With Teladoc, the shares were trading at $84 in November 2019 and the managers forecasted 2022 revenues of $1.1bn (or $1.7bn when consensus expectations for Livongo were added in, which Teladoc acquired in 2020).
Major and Darke didn’t like the Livongo business, so they sold their remaining holding in July 2020 at what they described as an “already silly share price of $190”.
Today, the 2022 revenue expectations stand at $2bn and EBITDA is 2x higher than the managers’ forecast, but they have some reservations over its ability to meet these aims.
“Teladoc is indisputably the Rolls Royce of telemedicine tech,” they continued. “However, one need not walk far to realise that most people don’t drive a Rolls and couldn’t justify buying one.
“Meanwhile, the number of cheaper alternative options continues to mushroom, driven by the pandemic catalysing a huge uptick in investment targeted at developing similar solutions by existing and new players. Today, the shares stand at $159, not far above where we averaged out of our holding.”
The managers said they may consider buying Teladoc’s shares again if they fell to double digits, but they are almost alone in this view, with Bloomberg suggesting 22 ‘buys’, 10 ‘neutrals’ and only one ‘sell’ recommendation.
So why such a large difference? The managers said that because they carry out their own research, they don’t often look at sell-side models; when they do, it is in situations like this when they try to find out why their outlook is so different from the rest of the market.

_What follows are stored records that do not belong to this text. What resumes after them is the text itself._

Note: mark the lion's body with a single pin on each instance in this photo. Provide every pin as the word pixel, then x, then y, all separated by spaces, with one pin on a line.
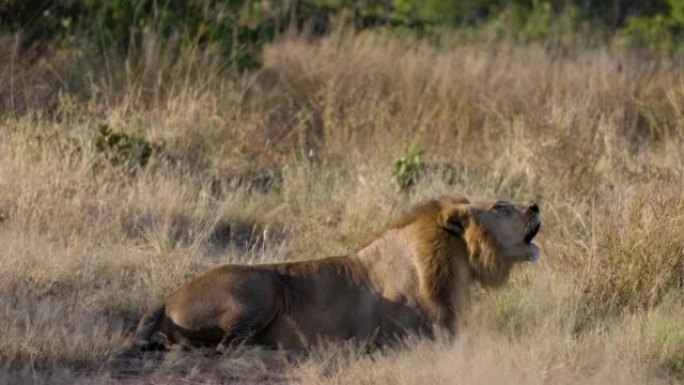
pixel 410 280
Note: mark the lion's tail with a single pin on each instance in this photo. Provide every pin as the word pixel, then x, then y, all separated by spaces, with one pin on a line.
pixel 148 325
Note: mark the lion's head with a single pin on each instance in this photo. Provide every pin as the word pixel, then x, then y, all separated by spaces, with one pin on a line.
pixel 497 234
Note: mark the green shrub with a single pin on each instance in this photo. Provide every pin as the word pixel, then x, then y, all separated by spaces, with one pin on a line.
pixel 408 167
pixel 123 148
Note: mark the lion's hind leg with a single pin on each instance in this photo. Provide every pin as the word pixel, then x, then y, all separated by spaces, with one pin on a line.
pixel 239 328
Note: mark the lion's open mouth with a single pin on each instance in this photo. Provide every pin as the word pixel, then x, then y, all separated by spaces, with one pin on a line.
pixel 532 229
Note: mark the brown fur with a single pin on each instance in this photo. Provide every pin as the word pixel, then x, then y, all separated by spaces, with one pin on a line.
pixel 412 279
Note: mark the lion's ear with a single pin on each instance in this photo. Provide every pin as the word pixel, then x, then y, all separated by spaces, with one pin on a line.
pixel 455 220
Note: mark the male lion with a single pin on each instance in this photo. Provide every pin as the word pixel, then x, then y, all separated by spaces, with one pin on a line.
pixel 412 279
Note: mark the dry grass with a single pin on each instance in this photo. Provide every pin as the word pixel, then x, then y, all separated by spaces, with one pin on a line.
pixel 295 161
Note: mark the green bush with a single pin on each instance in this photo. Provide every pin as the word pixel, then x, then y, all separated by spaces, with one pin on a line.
pixel 408 167
pixel 121 148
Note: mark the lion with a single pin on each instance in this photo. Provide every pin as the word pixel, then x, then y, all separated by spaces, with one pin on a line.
pixel 413 279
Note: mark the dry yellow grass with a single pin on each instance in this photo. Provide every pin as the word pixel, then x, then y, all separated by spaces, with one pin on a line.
pixel 295 161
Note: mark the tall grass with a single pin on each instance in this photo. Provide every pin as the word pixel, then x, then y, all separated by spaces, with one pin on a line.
pixel 295 161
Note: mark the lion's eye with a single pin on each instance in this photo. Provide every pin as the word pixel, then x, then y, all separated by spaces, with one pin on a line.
pixel 501 205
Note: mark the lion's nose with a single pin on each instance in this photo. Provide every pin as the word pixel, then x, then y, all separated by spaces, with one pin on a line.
pixel 534 208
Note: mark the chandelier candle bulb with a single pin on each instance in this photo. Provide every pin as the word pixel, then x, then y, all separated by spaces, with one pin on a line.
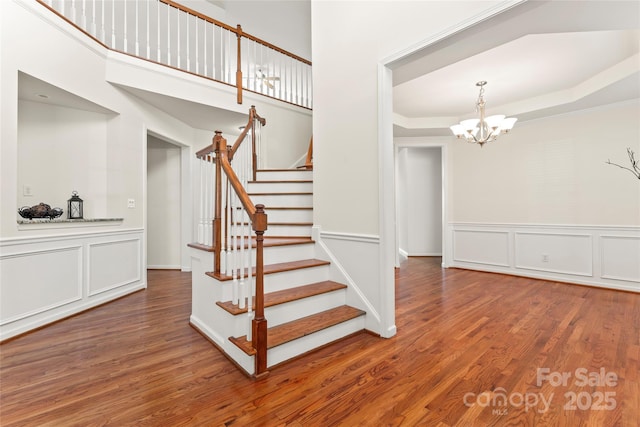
pixel 484 129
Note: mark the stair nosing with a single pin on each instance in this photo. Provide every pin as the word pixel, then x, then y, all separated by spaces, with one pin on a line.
pixel 245 346
pixel 273 299
pixel 278 268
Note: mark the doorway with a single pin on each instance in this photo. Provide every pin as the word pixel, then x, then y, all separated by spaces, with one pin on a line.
pixel 420 199
pixel 163 204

They said they have been shocked by what they found, describing: “Forecasts that do not go beyond one or two years, models without working cashflows or balance sheets (who cares about actual cashflows, when you can look at non-GAAP EPS [aka “earnings before bad stuff or inconvenient expenses like actually paying our workers with share options that dilute existing owners”]; models that conveniently back-solve to whatever guidance management has given and abstruse valuation determinants that do not link to business fundamentals.
“The willingness to overlook rational analysis is what allows situations like the recent Gamestop pile-on to happen (still trading at approximately 10x where it was before the Reddit mob descended).
“Why aren’t more sell-side analysts brave enough to call the top? All the time that much-loved stocks continue to defy gravity, all is well; investors are making real money and could sell out if they chose to. Except that greed and fear (of missing out) mean that Mr Graham’s prophetic words will come back to bite you.
“It’s all very depressing.”
Data from FE Analytics shows the BB Healthcare Trust has made 100.93 per cent since launch in December 2016, compared with gains of 66.79 per cent from the MSCI World/Health Care index and 64.32 per cent from the IT Biotechnology & Healthcare sector.
Performance of trust vs sector and index since launch
Source: FE Analytics
The trust is on a premium of 0.98 per cent compared with 0.95 and 1.14 per cent from its one- and three-year averages.
It has ongoing charges of 1.1 per cent.